Unlike other analyses that have used a similar group-based trajectory modeling approach [36], we did not identify groups in which change appeared to cross-over or converge with age; nor were subsets of rapid change evident. Across the factors, the patterns of change identified were generally similar, with three groups declining over time at apparently comparable rates, although we did not formally test all pairwise difference between groups. This may be due to the fact that the components of the trajectories were only measured at three time points, which would limit our ability to see such non-linear change, such as rapid decline that might occur near the end of life or as a result of an acute illness or hospitalization. In addition, many other trajectory analyses are anchored to a specific event, such as change in disability patterns preceding death. In contrast, our data simply describes the decline in these factors with general aging rather than in response to acute events. Participants in MrOS were generally healthy at baseline and because the assessments used in the trajectory modeling were completed in men who returned to the clinic. Our data may also represent the healthiest subset of participants and underestimate trajectories that would be seen in more frail or sick men. The results of this study were somewhat surprising.

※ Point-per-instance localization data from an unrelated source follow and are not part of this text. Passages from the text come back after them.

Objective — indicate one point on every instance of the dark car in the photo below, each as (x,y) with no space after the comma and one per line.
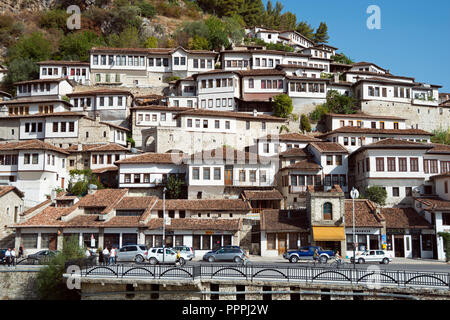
(42,256)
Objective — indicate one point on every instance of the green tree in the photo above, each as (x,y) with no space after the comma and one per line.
(151,42)
(174,187)
(305,124)
(376,194)
(50,282)
(321,35)
(282,106)
(76,46)
(198,43)
(305,29)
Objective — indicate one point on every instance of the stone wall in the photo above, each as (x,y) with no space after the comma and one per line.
(18,285)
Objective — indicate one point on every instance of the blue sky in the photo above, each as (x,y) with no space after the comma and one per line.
(414,39)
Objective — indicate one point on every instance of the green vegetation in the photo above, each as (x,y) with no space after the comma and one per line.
(282,106)
(441,136)
(305,125)
(376,194)
(81,186)
(336,103)
(50,282)
(174,187)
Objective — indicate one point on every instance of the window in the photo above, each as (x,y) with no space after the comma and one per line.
(391,164)
(414,164)
(379,164)
(195,173)
(402,164)
(327,211)
(206,174)
(395,191)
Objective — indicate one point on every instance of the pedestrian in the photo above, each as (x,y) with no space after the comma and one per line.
(106,256)
(13,257)
(8,256)
(112,256)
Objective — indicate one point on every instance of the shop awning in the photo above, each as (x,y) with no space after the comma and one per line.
(328,233)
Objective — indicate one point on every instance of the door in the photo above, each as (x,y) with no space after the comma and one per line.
(52,242)
(416,246)
(228,176)
(399,245)
(281,243)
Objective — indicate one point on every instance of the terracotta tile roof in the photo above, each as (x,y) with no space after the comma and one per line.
(50,216)
(161,108)
(328,147)
(273,194)
(307,165)
(197,224)
(97,147)
(295,152)
(98,92)
(333,189)
(105,169)
(230,114)
(204,204)
(36,207)
(379,131)
(439,148)
(31,145)
(365,214)
(278,220)
(404,218)
(297,137)
(6,189)
(41,80)
(151,157)
(63,63)
(434,204)
(227,155)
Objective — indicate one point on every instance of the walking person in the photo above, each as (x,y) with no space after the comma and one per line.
(8,256)
(106,256)
(112,256)
(13,257)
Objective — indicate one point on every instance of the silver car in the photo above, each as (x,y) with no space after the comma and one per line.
(134,252)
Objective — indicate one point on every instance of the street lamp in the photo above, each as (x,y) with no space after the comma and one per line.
(164,223)
(354,194)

Our study used a data driven approach to find patterns of change in a large well characterized cohort of older men. This study provides a key descriptive background of possible categories of bone-muscle phenotypes. However, a number of limitations must be noted. First, the trajectory models are descriptive in nature and do not specifically test for different rates of change (e.g. slopes) or initial or ending values when determining group membership. This limits our ability to evaluate differences between trajectories unless we specifically test those differences post-hoc. Second, the posterior probabilities for trajectory placement were reasonably high, although some were closer to .8 suggesting that other models may more accurately reflect underlying patterns in the data, especially for very small subgroups. However, some joint trajectory groups had a non-trivial number of men with a relatively low probability of group membership (< 50%), suggesting that these method did not identify distinct trajectories that were followed by a small minority of men. Third, we have not tested whether these trajectories predict adverse health outcomes, nor whether any such associations are independent of the Year 7 value (that is, whether change per se versus where the participant ends up is important in predicting adverse outcomes). Such analyses will be completed in subsequent reports. Fourth, only an approximation of muscle mass [37, 38], ALM/ht2, was available at these MrOS visits. Other approaches that directly measure muscle mass, such as D3-creatine dilution [39, 40], may result in different findings. This is likely, as results from analyses at subsequent MrOS visits found that muscle mass assessed D3-creatine dilution was strongly related to physical performance and mobility outcomes, while DXA ALM/ht2 was not [39]. Finally, our graphical representations of the trajectories occasionally demonstrated highly variable patterns of change (for example, Additional file 5). This is due to small numbers of participants in some ages in trajectory groups. Larger numbers of participants would likely makes these trajectories less variable.

Conclusion

Our description of trajectories of change with age in bone mineral density, grip strength, walking speed and appendicular lean mass found that groups identified by these methods appeared to have little crossover or convergence of change with age, even when considering joint trajectories of change in these factors. Subsequent studies will evaluate whether trajectories of change predict subsequent health outcomes including falls, fractures and mortality.